How to properly retrieve context in an OpenAI Realtime conversation using response.create

Summary

A misconfigured OpenAI Realtime response.create call caused the model to ignore the custom instructions and instead continue the default assistant turn. The system never received the prior conversation context because the request did not explicitly reference the correct conversation state, leading to repeated assistant messages instead of the expected summary/sentiment output.

Root Cause

  • conversation: "none" prevents the model from accessing prior messages, so the model falls back to the active assistant turn.
  • Realtime sessions do not implicitly attach history to out‑of‑band responses.
  • instructions alone cannot override missing context; the model needs an explicit conversation reference or injected messages.
  • The developer assumed the model automatically sees the session transcript, which is not true for out‑of‑band responses.

Why This Happens in Real Systems

  • Realtime APIs optimize for low‑latency streaming, not automatic history replay.
  • Out‑of‑band responses are treated as stateless unless you explicitly attach context.
  • Many engineers assume the model has a “global memory,” but Realtime isolates each response unless told otherwise.
  • The API design avoids accidental leakage of prior messages, so history is opt‑in.

Real-World Impact

  • Incorrect assistant behavior, such as repeating the next assistant turn.
  • Inability to generate summaries, analytics, or sentiment without manual history injection.
  • Hard-to-debug failures, because the model appears to “ignore” instructions.
  • Inconsistent behavior between default conversation responses and out‑of‑band responses.
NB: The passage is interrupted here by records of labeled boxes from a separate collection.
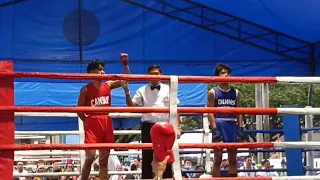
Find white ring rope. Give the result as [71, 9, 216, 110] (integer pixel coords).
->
[14, 150, 141, 156]
[15, 130, 141, 136]
[276, 76, 320, 84]
[14, 157, 80, 162]
[273, 141, 320, 148]
[14, 112, 142, 118]
[277, 108, 320, 115]
[271, 176, 320, 180]
[169, 76, 182, 180]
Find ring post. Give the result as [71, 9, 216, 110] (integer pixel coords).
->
[201, 114, 211, 174]
[0, 61, 14, 180]
[281, 105, 304, 176]
[169, 76, 182, 180]
[78, 117, 86, 172]
[304, 106, 314, 176]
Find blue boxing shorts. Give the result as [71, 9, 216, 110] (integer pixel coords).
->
[212, 120, 238, 143]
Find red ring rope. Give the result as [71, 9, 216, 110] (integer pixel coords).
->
[0, 72, 277, 83]
[0, 106, 278, 115]
[0, 143, 274, 151]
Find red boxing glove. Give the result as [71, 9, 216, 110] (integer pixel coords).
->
[120, 53, 128, 66]
[150, 122, 176, 164]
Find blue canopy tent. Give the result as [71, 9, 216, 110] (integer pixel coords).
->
[0, 0, 320, 135]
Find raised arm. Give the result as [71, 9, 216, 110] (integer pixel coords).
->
[207, 90, 216, 128]
[106, 53, 130, 89]
[77, 86, 87, 121]
[236, 90, 245, 128]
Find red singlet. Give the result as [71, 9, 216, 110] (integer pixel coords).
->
[83, 83, 114, 143]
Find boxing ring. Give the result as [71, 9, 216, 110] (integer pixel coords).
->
[0, 62, 320, 180]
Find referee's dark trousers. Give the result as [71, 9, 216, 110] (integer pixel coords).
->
[141, 122, 173, 179]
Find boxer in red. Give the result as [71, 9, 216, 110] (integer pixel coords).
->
[77, 53, 130, 180]
[150, 122, 179, 180]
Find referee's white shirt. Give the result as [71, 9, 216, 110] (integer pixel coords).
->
[132, 83, 179, 123]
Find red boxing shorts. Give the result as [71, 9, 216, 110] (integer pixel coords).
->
[83, 115, 114, 143]
[150, 122, 176, 164]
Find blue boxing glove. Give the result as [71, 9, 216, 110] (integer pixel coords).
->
[211, 128, 222, 143]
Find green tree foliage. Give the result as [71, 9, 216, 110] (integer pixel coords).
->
[181, 84, 320, 141]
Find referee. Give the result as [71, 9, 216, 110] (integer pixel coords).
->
[122, 65, 180, 179]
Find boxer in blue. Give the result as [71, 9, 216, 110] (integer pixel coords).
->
[207, 64, 244, 177]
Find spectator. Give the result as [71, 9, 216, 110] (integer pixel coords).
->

Example or Code (if necessary and relevant)

Below is a minimal example of how senior engineers correctly inject context into an out‑of‑band response:

event = {
    "type": "response.create",
    "response": {
        "conversation": "none",
        "metadata": {"topic": "sentiment_update"},
        "input": [
            {
                "role": "system",
                "content": [{"type": "input_text", "text": conversation_history}]
            }
        ],
        "instructions": prompt,
        "output_modalities": ["text"]
    }
}
ws.send(json.dumps(event))

How Senior Engineers Fix It

  • Manually inject the conversation history into the input field of the response.create event.
  • Store the transcript in memory (RAM), not disk, and pass it back when needed.
  • Use server-side session state to maintain a rolling buffer of messages.
  • Avoid relying on conversation: "none" unless you explicitly provide all required context.
  • Validate the event payload to ensure the model receives the correct roles and content types.

Why Juniors Miss It

  • They assume Realtime behaves like Chat Completions, where history is automatic.
  • They misunderstand conversation: "none" as “use the current conversation,” when it actually means “use no conversation at all.”
  • They expect the model to infer context instead of explicitly providing it.
  • They rely on instructions alone, not realizing that instructions cannot compensate for missing message history.